During the Procedure
Here is generally what will happen during a head or neck biopsy:
- You will fill out paperwork and consent forms.
- You may need to change into a gown.
- A nurse or technologist will further explain the procedure and answer any questions you have.
- The technologist will position you on a padded biopsy table.
- The radiologist will use ultrasound to locate the abnormal tissue.
- While watching the ultrasound monitor, the radiologist will carefully insert a fine biopsy needle into the abnormal tissue.

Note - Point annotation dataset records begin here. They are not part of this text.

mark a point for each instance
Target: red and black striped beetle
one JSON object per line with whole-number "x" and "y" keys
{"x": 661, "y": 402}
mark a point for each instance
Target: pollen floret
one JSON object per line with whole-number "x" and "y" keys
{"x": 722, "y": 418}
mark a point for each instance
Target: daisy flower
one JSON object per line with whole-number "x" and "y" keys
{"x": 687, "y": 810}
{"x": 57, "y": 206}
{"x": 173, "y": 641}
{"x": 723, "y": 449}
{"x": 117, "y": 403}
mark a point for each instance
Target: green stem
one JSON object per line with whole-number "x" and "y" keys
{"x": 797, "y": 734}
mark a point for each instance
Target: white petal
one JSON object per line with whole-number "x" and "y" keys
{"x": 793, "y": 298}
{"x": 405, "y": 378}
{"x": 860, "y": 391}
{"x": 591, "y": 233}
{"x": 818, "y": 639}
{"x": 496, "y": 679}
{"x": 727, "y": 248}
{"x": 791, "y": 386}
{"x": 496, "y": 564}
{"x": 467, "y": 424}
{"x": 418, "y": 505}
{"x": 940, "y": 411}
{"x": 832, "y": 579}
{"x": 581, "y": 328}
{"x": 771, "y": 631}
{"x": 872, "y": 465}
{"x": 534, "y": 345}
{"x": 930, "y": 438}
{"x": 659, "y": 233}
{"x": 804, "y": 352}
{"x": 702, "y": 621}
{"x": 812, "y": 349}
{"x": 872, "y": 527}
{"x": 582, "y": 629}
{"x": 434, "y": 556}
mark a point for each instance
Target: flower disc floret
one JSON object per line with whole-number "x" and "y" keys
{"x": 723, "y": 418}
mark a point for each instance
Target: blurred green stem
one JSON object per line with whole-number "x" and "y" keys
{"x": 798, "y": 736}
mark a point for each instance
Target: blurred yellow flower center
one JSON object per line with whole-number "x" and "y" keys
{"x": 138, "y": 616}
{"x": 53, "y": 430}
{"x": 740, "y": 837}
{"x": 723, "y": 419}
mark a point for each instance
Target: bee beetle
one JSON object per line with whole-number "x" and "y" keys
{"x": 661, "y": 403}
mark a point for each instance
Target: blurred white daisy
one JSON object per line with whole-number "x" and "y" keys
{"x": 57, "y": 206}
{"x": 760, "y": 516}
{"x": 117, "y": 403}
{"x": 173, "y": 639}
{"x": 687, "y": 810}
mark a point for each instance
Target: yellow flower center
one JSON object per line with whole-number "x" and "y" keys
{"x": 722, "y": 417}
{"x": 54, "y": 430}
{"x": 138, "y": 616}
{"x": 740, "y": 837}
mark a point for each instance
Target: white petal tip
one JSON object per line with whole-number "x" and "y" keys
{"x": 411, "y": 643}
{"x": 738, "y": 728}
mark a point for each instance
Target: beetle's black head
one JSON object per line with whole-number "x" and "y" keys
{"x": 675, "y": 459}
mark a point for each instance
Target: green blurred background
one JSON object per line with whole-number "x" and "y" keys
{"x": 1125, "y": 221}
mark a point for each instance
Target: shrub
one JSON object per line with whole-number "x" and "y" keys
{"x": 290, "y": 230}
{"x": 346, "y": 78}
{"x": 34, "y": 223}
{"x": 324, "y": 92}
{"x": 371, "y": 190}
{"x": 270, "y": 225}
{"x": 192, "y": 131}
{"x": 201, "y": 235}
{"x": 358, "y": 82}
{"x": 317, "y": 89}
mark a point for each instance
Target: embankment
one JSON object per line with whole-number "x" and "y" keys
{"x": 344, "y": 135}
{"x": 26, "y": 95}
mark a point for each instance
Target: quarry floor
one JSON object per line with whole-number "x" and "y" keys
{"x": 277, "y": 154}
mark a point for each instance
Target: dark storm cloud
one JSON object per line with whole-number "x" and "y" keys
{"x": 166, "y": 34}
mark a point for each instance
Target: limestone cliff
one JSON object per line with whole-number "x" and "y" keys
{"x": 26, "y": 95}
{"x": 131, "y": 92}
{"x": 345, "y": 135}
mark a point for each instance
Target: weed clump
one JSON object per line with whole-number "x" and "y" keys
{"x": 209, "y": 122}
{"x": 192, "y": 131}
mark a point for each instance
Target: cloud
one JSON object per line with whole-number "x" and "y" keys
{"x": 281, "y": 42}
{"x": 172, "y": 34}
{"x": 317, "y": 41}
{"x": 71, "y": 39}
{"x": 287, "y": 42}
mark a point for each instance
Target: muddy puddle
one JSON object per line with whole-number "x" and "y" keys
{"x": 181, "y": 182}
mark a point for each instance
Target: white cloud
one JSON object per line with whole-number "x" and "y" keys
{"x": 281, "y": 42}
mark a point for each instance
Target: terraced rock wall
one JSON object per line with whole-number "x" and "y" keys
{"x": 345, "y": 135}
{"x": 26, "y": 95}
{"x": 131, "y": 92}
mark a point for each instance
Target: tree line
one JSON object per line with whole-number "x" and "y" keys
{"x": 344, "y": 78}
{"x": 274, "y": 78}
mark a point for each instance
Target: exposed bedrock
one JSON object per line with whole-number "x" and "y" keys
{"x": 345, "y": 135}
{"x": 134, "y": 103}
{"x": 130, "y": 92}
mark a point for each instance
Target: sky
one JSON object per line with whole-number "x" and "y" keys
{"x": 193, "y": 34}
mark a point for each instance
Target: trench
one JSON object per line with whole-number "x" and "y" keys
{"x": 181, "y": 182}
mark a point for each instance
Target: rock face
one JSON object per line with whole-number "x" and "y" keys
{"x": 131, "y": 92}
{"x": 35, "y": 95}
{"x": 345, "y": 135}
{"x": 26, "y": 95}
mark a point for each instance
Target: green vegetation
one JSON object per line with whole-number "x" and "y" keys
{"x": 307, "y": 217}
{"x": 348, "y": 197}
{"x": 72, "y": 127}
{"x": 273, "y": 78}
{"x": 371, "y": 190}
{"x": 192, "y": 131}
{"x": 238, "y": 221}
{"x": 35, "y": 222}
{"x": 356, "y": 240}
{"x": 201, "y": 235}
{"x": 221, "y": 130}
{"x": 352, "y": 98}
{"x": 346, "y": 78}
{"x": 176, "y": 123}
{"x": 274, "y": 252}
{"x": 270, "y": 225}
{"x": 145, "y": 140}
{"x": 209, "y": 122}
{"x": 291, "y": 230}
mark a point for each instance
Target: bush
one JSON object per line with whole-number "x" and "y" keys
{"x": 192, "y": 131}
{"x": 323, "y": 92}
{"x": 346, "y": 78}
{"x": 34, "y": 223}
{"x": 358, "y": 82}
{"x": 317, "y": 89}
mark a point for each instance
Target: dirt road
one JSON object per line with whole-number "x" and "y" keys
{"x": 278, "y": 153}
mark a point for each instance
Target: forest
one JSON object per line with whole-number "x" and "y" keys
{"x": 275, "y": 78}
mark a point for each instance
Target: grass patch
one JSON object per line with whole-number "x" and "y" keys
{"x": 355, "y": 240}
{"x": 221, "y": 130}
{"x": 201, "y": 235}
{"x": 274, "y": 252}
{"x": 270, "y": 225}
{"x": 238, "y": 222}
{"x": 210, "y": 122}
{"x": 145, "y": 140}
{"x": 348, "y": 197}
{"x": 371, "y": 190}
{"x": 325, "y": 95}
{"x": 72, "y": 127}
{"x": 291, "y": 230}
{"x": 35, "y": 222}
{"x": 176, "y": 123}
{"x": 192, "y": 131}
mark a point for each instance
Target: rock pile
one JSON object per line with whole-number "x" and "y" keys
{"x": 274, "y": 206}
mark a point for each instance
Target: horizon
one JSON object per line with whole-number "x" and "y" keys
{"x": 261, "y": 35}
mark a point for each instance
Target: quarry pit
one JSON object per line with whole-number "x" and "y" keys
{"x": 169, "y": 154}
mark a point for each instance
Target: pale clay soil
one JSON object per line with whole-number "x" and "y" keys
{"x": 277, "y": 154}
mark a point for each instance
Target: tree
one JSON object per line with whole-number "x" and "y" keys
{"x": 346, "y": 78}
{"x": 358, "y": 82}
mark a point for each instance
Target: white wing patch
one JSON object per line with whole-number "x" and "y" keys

- The needle and it will be moved backward and forward several times to obtain a good sample of cells. Four samples are usually taken.
- Pressure will be applied for several minutes.
- The biopsy site will be cleaned and a bandage will be applied.
- You will change back into your usual clothes if necessary.
This procedure takes about 30 minutes.
After the Procedure
You may experience soreness at the site of the biopsy for 24-48 hours. Follow these instructions to help with your recovery:
- Leave the bandage over the biopsy site for several hours. After that you can bathe or shower as usual.
- No heavy lifting or strenuous activities for 24 hours.
- Use ice packs or acetaminophen to minimize discomfort.
Your specimen will be sent to a laboratory so a pathologist can examine it. The results are usually available in 24-72 hours and will be reported to your physician. You can get your results from your physician.
During the biopsy, our radiologists and technologists will be happy to answer questions about the procedure itself; however, they will not immediately provide you with the results of your biopsy.